İstiklal Marş’ımızın şairi Mehmet Akif Ersoy’un kaleme aldığı Safahat’ın bugüne kadarki en kapsamlı ve prestijli baskısı Mehmet Akif Ersoy Üniversitesi tarafından hazırlandı.
Mehmet Akif Ersoy’un hayatı, mücadelesi ve eserlerinin yer aldığı Safahat’ta Akif’in sağlığında tertib ettiği kitaplara girmemiş-alınmamış şiirlerinin bir kısmına da yer veriliyor.
Rektör SAATCI: “Mehmet Akif, ülkenin yarınlarını omuzlarına yüklediği gençleri Asım diye adlandırdı. Biz de Asımlara eğitim veren bir kurum olmamız nedeniyle Safahat’taki bütün mesajları Asımlara taşımayı görev edindik.”

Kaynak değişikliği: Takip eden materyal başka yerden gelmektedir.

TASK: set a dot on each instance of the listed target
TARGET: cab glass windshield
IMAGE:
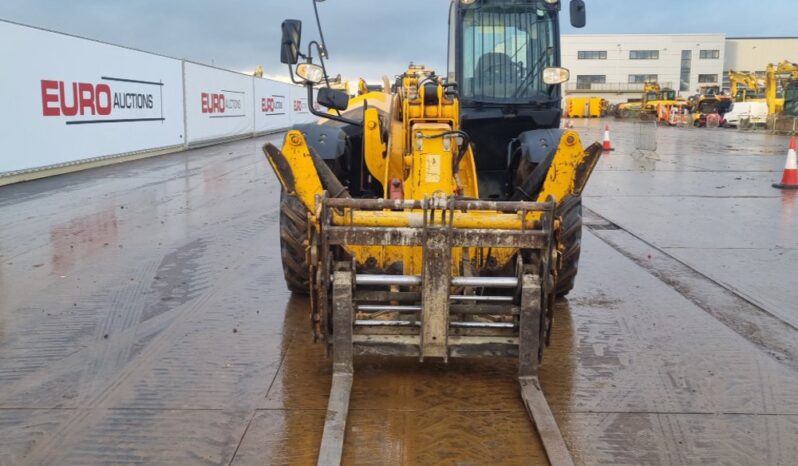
(505, 49)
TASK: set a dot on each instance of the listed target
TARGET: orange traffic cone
(607, 142)
(790, 178)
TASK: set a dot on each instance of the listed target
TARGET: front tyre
(294, 228)
(570, 210)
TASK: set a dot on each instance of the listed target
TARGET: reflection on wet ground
(143, 318)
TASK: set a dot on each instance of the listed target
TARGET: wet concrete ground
(144, 319)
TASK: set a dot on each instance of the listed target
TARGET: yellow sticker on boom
(433, 168)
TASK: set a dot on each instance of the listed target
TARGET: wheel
(570, 210)
(293, 237)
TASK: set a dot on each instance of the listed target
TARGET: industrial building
(615, 66)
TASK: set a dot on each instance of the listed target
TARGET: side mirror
(292, 37)
(578, 16)
(333, 98)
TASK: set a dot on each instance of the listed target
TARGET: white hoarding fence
(272, 105)
(218, 103)
(77, 99)
(70, 100)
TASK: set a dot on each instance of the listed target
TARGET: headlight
(310, 72)
(552, 76)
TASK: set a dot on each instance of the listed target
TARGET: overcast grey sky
(365, 37)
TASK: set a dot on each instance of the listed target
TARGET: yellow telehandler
(442, 217)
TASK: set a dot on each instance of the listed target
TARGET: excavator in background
(709, 106)
(440, 220)
(784, 117)
(752, 91)
(657, 103)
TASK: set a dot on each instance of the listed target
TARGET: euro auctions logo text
(273, 105)
(223, 104)
(110, 100)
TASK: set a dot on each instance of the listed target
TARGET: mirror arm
(326, 115)
(293, 79)
(320, 49)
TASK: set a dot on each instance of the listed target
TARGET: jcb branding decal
(111, 100)
(273, 105)
(223, 104)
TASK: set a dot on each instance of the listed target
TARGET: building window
(684, 76)
(644, 54)
(709, 54)
(642, 78)
(591, 55)
(586, 81)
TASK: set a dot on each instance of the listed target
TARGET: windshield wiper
(533, 73)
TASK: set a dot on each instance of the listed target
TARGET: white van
(751, 113)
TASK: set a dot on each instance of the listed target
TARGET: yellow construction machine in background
(783, 116)
(586, 107)
(440, 220)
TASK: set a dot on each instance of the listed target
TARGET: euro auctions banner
(272, 105)
(300, 112)
(75, 99)
(218, 103)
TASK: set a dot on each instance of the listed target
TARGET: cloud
(366, 37)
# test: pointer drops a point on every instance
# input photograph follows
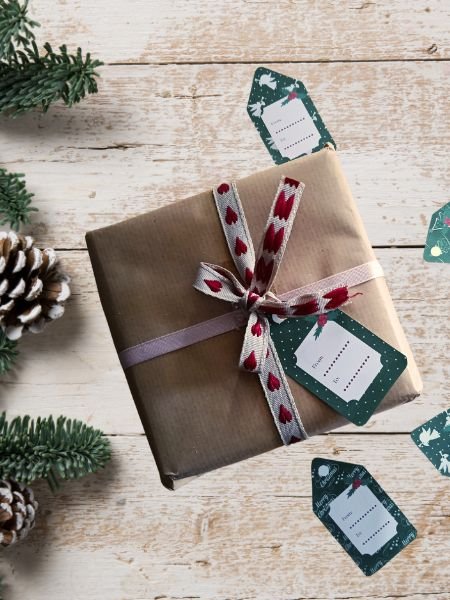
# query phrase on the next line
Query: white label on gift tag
(363, 519)
(340, 361)
(291, 127)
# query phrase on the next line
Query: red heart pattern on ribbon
(253, 296)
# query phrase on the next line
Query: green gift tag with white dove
(285, 116)
(433, 438)
(358, 513)
(437, 246)
(339, 360)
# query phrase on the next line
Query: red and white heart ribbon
(252, 293)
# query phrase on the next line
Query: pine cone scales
(32, 288)
(17, 512)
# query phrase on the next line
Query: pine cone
(17, 512)
(32, 289)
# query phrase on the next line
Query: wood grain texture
(155, 31)
(246, 531)
(87, 382)
(154, 135)
(170, 119)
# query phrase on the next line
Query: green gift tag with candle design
(285, 116)
(358, 513)
(437, 246)
(339, 360)
(433, 438)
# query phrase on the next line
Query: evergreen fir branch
(49, 449)
(8, 353)
(29, 81)
(16, 28)
(15, 200)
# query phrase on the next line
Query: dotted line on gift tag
(337, 358)
(356, 374)
(363, 516)
(290, 125)
(376, 533)
(299, 141)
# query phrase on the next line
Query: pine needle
(15, 27)
(15, 200)
(49, 449)
(8, 353)
(30, 81)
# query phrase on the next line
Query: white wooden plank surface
(246, 531)
(155, 133)
(170, 118)
(155, 31)
(86, 380)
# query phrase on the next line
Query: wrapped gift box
(199, 411)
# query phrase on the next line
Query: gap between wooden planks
(187, 31)
(246, 531)
(156, 134)
(86, 381)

Üniversitesi’nin, önemli şahsiyet, milli şair Mehmet Akif Ersoy adını taşıyor olması bizler için ne kadar büyük bir şeref ise bu ismi taşımanın omuzlarımıza yüklediği sorumluluğun da o denli büyük olduğunu belirten Mehmet Akif Ersoy Üniversitesi Rektörü Prof. Dr. Mustafa SAATCI “İşte bu yüzden, üniversite olarak yapmamız gereken görevlerimizin yanında O’nun aziz hatırasını canlı tutmak adına çaba sarf etmekteyiz. Milletin sorunlarına çözümlerin ve istikbal için gösterdiği hedeflerin ilk adımını atacak, milleti layık olduğu makama çıkaracak olan gençliği Asım diye adlandırdı ve O’na görevler verdi. Biz de memleketin gençlerine yani Asımlarına eğitim veren bir kurum olmamız hasebiyle Akif’in Safahat’taki bütün mesajlarını Asımlara taşımayı görev edindik. Önce yaşça küçük Asımlara ‘Gençler için Safahat’ı dağıttık, sonra ‘Gönüllerde Safahat’ dedik ve görme engellileri Safahat’tan mahrum bırakmamak için parmak uçlarıyla hissedip kalplerine ve dudaklarına taşıyacakları ‘Safahat’tan Seçmeler’ kitabını armağan ettik. Şimdi ise bugüne kadar hiç yayınlanmamış bir biçimde, Akif’in Üniversitesince hazırlanmış, Safahat’ı bir kez daha bütün milletimizle buluşturmayı hedefliyoruz. Adını taşımakla aldığımız şerefi ve omuzlarımıza yüklenen sorumluluğu bir gün bile unutmadan çalışmalarımıza devam edeceğimize ve milli değerimiz olan Mehmet Akif Ersoy ismini yükseltmek için durmaksınız çaba sarf edeceğimize Üniversitem ve şahsım adına söz verir, bu yeni Safahat’ın Milletimize hayırlı olmasını dilerim” şeklinde konuştu.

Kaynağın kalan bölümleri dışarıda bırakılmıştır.